You’re in my prayers!!!
((((HUGS))))
Michele
Michele | aka Raw Juice Girl
October 16, 2009
Oh Leng, I’m so so sorry.
You are in my thoughts and I’m sending out as much positive vibes your way as I can!
Andrea (Off Her Cork)
October 17, 2009
wow. that is a lot to be dealing with.
good luck on Monday.
dagny
October 17, 2009
Leng,
I am catching up on all my Google Reader posts and I can’t believe I’m reading this. You and Long are in my thoughts and prayers. Please know that you have a whole community here for support
Andrea
October 18, 2009
Hi,
So I’ve never read your blog before, and just found it by chance today. This post was hard to read- but not nearly as hard, I imagine, as it was for you to write.

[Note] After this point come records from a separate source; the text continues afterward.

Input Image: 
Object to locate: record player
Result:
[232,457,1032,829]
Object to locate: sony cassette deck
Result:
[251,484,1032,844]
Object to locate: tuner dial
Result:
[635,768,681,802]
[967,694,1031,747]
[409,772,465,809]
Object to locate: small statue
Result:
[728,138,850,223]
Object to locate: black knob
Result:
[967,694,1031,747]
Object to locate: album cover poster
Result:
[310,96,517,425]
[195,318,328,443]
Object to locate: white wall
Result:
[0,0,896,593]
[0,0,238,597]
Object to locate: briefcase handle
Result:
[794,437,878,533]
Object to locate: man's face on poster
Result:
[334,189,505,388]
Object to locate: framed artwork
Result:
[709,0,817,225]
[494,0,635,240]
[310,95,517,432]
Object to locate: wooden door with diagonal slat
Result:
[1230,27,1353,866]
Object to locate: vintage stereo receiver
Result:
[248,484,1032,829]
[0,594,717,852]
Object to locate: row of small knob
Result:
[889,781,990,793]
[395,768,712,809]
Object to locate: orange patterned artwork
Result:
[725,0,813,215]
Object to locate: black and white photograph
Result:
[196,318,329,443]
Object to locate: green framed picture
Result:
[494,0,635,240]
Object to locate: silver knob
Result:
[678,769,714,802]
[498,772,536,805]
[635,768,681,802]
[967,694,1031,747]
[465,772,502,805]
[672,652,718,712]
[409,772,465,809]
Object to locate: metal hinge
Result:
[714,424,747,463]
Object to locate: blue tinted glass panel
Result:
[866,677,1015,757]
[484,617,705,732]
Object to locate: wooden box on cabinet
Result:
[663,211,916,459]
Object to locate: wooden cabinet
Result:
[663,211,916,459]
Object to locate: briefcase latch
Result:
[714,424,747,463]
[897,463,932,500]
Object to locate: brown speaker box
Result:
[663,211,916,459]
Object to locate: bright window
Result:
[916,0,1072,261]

I am so sorry that this has happened. I will keep you in my thoughts. You are strong.
Nae
October 18, 2009
OMG Leng. I just read this- Oh Babe… I don’t even know what to say- I am holding you in the light, keeping you in my prayers- I am going to have my mom put you on the national prayer list. Goodness, I am with tears, but you need to know that YOU ARE GONNA BE GOOD BABE. I know this. Love and light to you sweet one,
Julz
Julz
October 19, 2009
Oh Leng!! I love you so. I am thinking of you and sending you hugs. Stay positive!
glidingcalm
October 20, 2009
LENG!!!! oh my goodness, i dont even know what words i can write here, since everything seems so impersonal and doesnt capture what i wantto say to you. i will keep you in my thoughts and prayers love.
elise
October 20, 2009
Wow Leng, I’m so sorry to hear this, but I am happy to hear that you went to have it checked and are now getting treatment. You are in my thoughts and prayers.
Natasha
October 20, 2009
oh leng, im so sorry this is happening to you..
sometimes there is no ryhme or reason to the things that happen to us and it feels like life is so unfair, all we have done to make ourselves healthy and fit and then our body betrays us. it doesnt make any sense whatsoever, but have faith in yourself that you will get through this- we arent given any more than we can handle.
Im going through a lot now as well, and as tragic as my life seems, i know there are others out there who are experiencing pain just like mine and uncertainty just like mine.
im praying for you girl- that you will stand strong and take whatever comes your way. hopefully since you are healthy young person you will pull through the surgery perfectly fine and everything will be ok…
email me if you ever need to vent.. but send me your address anyway, i had it, and i think i dont have it anymore..
*hugs* *hugs*
A@ Please Don't Eat Me!
October 20, 2009
Leng, I’m so sorry. I wish I could just give you a great big hug right now! You are in my thoughts. Sending lots of love.
Denise F
October 20, 2009
I am stunned. My thoughts and prayers are with you Leng.
Michelle
October 21, 2009
I’m so sorry to hear this. Keeping you in my thoughts and prayers!
Foodie (Fab and Delicious Food)
October 24, 2009
Leng, I will be thinking of you <3 I hope everything is okay.
Nicole
October 24, 2009
leng you are in my thoughts and prayers. we are all here to support you.